How to create a skillset in an enrichment pipeline

Cognitive search extracts and enriches data to make it searchable in Azure Search. We call extraction and enrichment steps cognitive skills, combined into a skillset referenced during indexing. A skillset can use predefined skills or custom skills (see Example: create a custom skill for more information).

In this article, you learn how to create an enrichment pipeline for the skills you want to use. A skillset is attached to an Azure Search indexer. One part of pipeline design, covered in this article, is constructing the skillset itself.

Note

Another part of pipeline design is specifying an indexer, covered in the next step. An indexer definition includes a reference to the skillset, plus field mappings used for connecting inputs to outputs in the target index.

Key points to remember:

  • You can only have one skillset per indexer.
  • A skillset must have at least one skill.
  • You can create multiple skills of the same type (for example, variants of an image analysis skill).

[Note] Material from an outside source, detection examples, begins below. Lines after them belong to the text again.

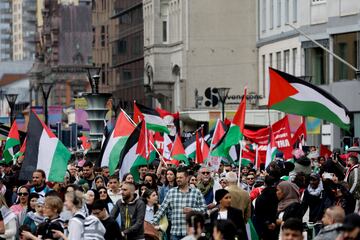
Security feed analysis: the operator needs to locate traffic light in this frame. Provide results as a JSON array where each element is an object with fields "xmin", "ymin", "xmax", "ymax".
[
  {"xmin": 70, "ymin": 123, "xmax": 83, "ymax": 150},
  {"xmin": 341, "ymin": 136, "xmax": 352, "ymax": 151},
  {"xmin": 50, "ymin": 122, "xmax": 62, "ymax": 141}
]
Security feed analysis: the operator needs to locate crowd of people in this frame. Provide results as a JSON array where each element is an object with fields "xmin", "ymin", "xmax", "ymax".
[{"xmin": 0, "ymin": 145, "xmax": 360, "ymax": 240}]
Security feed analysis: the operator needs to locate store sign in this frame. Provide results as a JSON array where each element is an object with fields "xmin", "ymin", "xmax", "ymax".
[{"xmin": 195, "ymin": 87, "xmax": 263, "ymax": 107}]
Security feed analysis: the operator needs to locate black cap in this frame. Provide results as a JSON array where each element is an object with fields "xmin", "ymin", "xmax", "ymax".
[{"xmin": 341, "ymin": 213, "xmax": 360, "ymax": 230}]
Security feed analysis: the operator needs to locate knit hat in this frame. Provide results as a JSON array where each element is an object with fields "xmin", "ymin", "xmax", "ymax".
[{"xmin": 215, "ymin": 189, "xmax": 229, "ymax": 203}]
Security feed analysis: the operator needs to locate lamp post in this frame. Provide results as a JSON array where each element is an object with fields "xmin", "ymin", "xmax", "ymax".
[
  {"xmin": 40, "ymin": 82, "xmax": 54, "ymax": 126},
  {"xmin": 217, "ymin": 88, "xmax": 230, "ymax": 121},
  {"xmin": 5, "ymin": 93, "xmax": 18, "ymax": 125}
]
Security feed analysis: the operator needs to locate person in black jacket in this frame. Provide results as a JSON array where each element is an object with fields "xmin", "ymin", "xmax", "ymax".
[
  {"xmin": 210, "ymin": 189, "xmax": 247, "ymax": 240},
  {"xmin": 253, "ymin": 176, "xmax": 279, "ymax": 240}
]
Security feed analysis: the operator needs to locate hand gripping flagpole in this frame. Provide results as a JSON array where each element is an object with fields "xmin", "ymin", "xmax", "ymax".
[{"xmin": 120, "ymin": 108, "xmax": 167, "ymax": 167}]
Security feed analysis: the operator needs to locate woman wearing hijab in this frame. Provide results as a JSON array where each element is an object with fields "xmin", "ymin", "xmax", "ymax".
[
  {"xmin": 276, "ymin": 181, "xmax": 303, "ymax": 225},
  {"xmin": 210, "ymin": 189, "xmax": 247, "ymax": 239}
]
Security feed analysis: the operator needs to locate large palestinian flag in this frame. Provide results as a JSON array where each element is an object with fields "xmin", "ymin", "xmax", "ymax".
[
  {"xmin": 268, "ymin": 68, "xmax": 350, "ymax": 130},
  {"xmin": 133, "ymin": 102, "xmax": 170, "ymax": 133},
  {"xmin": 19, "ymin": 111, "xmax": 71, "ymax": 182},
  {"xmin": 101, "ymin": 112, "xmax": 135, "ymax": 175},
  {"xmin": 3, "ymin": 121, "xmax": 20, "ymax": 163},
  {"xmin": 119, "ymin": 122, "xmax": 156, "ymax": 181}
]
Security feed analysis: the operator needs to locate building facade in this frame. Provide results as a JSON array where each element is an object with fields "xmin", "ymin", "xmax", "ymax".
[
  {"xmin": 143, "ymin": 0, "xmax": 262, "ymax": 130},
  {"xmin": 0, "ymin": 0, "xmax": 13, "ymax": 62},
  {"xmin": 109, "ymin": 0, "xmax": 149, "ymax": 111},
  {"xmin": 257, "ymin": 0, "xmax": 360, "ymax": 148}
]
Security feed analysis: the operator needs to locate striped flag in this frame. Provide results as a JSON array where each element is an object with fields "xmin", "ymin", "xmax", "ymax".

Begin with the end in mind

A recommended initial step is deciding which data to extract from your raw data and how you want to use that data in a search solution. Creating an illustration of the entire enrichment pipeline can help you identify the necessary steps.

Suppose you are interested in processing a set of financial analyst comments. For each file, you want to extract company names and the general sentiment of the comments. You might also want to write a custom enricher that uses the Bing Entity Search service to find additional information about the company, such as what kind of business the company is engaged in. Essentially, you want to extract information like the following, indexed for each document:

record-text companies sentiment company descriptions
sample-record ["Microsoft", "LinkedIn"] 0.99 ["Microsoft Corporation is an American multinational technology company ..." , "LinkedIn is a business- and employment-oriented social networking..."]

The following diagram illustrates a hypothetical enrichment pipeline:

A hypothetical enrichment pipeline

Once you have fair idea of what you want in the pipeline, you can express the skillset that provides these steps. Functionally, the skillset is expressed when you upload your indexer definition to Azure Search. To learn more about how to upload your indexer, see the indexer-documentation.

In the diagram, the document cracking step happens automatically. Essentially, Azure Search knows how to open well-known files and creates a content field containing the text extracted from each document. The white boxes are built-in enrichers, and the dotted "Bing Entity Search" box represents a custom enricher that you are creating. As illustrated, the skillset contains three skills.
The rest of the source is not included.